The associations between MERSQI scores and editorial decisions have meaningful implications. First, this finding provides evidence for the predictive validity of MERSQI scores, supporting its role as a measure of education research study quality. Second, the MERSQI may facilitate peer review and editorial decision-making processes. For example, it could be used by editors to screen articles for review versus rejection, or to resolve dissimilar peer reviews. Because peer reviewers frequently disagree15 and reviews may be influenced by relationships with authors,16 MERSQI scores could be used to standardize the peer review process and identify important methodological issues. Third, the association between MERSQI scores and editorial decisions authenticates the editorial process by showing that editors’ decisions are congruent with established measures of methodological quality.

We acknowledge that the MERSQI focuses solely on the quality domain of methods. Study methods are only one aspect of the multifaceted “quality” of a manuscript. Other important aspects include the quality of the research question,17,18 accuracy of interpretations drawn from study results,19 and the quality of reporting.20 Yet the methods largely determine the confidence one can place in the interpretations drawn from study results. MERSQI scores now have substantial validity evidence supporting their use in assessing the methodological quality of medical education scholarship, and this instrument should thus prove useful to educators, scholars, and editors.

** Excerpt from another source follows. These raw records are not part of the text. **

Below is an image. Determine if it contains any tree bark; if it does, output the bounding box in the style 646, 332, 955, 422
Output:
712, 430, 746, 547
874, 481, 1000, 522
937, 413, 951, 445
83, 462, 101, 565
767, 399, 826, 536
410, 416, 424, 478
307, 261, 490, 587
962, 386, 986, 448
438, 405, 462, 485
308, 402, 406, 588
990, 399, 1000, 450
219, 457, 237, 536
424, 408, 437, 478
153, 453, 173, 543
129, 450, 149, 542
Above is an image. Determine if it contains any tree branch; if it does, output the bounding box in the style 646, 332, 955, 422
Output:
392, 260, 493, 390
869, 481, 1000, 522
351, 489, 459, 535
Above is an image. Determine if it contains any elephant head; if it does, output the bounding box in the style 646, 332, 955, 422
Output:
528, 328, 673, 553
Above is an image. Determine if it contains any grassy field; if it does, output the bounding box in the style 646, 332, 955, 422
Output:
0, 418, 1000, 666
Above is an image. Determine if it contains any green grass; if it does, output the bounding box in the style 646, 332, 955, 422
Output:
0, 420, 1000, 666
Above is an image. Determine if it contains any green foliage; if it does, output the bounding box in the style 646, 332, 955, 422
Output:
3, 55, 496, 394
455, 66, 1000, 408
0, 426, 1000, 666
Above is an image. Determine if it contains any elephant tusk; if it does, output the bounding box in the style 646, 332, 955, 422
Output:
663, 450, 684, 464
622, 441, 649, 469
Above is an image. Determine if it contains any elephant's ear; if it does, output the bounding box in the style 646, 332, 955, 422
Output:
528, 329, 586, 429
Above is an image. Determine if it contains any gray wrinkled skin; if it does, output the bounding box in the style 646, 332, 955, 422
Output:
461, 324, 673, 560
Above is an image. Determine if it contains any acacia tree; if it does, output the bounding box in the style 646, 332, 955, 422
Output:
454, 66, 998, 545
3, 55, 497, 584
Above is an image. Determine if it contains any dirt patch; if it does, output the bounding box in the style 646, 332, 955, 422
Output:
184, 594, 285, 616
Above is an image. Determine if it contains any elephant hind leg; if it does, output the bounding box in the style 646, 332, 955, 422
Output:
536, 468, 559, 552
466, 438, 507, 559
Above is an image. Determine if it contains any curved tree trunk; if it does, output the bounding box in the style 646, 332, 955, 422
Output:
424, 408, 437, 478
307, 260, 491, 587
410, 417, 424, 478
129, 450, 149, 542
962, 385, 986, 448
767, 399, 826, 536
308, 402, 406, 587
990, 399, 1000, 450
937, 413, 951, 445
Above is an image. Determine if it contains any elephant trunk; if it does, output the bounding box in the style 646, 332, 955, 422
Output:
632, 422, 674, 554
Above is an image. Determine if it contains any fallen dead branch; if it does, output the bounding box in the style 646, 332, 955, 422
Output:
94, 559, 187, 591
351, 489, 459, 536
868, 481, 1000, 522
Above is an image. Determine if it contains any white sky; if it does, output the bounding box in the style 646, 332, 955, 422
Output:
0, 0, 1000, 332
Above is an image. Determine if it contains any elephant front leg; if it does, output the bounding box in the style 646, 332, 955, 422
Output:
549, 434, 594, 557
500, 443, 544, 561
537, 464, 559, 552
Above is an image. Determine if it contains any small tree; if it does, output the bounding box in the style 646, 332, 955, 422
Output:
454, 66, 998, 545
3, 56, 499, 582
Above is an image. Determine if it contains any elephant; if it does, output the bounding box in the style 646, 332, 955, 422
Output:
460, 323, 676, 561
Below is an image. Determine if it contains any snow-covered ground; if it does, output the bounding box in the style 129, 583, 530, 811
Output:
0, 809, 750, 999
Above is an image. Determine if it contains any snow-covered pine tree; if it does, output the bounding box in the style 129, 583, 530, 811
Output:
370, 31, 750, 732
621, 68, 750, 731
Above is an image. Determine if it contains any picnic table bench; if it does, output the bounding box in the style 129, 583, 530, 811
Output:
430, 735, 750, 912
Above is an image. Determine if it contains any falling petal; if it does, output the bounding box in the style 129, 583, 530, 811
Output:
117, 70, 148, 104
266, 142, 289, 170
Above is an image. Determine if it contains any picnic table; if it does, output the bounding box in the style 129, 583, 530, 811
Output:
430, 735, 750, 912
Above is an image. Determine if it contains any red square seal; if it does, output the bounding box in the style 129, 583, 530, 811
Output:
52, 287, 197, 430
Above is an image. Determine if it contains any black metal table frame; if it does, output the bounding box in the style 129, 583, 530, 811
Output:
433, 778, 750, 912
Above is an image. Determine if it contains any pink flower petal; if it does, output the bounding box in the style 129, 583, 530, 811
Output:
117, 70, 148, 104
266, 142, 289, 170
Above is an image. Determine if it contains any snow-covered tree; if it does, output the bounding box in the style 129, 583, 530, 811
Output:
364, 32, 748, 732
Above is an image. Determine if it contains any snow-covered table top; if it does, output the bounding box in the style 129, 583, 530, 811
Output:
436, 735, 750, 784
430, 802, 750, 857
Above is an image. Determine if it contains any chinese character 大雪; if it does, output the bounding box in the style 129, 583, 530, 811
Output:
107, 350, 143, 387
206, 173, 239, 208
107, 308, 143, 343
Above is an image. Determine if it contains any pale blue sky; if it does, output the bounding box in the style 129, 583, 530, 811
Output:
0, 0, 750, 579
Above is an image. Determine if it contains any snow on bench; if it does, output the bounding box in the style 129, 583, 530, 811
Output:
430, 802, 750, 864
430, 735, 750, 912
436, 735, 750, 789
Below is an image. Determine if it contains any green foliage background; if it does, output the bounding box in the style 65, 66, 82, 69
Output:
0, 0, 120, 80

This study has several limitations. First, we assigned MERSQI scores to manuscripts at the time of initial submission, but did not re-score manuscripts after revisions were made. Thus, although many MERSQI items are unlikely to change with revisions (i.e., study design, number of institutions, response rate, outcomes), errors in data analysis and reporting of validity evidence may be identified in the peer review process and corrected prior to publication. Therefore, MERSQI scores of published studies may be higher than initial submissions. Second, we excluded qualitative studies from this analysis because fundamental differences in study design, sampling, evaluation instruments, and analysis preclude summative comparison to other study types.21,22 Although we were unable to assess the quality of qualitative manuscripts using the MERSQI, we observed that a similar percentage of qualitative and quantitative submissions were accepted for publication (31% and 35%, respectively), suggesting that editors value both approaches to education research. Finally, we examined the quality of studies submitted to a single journal, which limits generalization of our findings to a broader range of journals. However, the mean total MERSQI score in this sample [9.6 (SD 2.6)] is similar to that of a sample of published studies from 13 peer-reviewed journals, including general medicine, subspecialty medicine, and medical education journals [9.9 (2.3)].10

Limitations notwithstanding, this study characterizes the quality of a sample of submitted medical education manuscripts and identifies their methodological strengths and limitations. The results also provide predictive validity evidence for MERSQI scores as a measure of the quality of medical education research. The MERSQI may be a useful tool for education researchers, reviewers, and journal editors to gauge the quality of submitted and published education scholarship.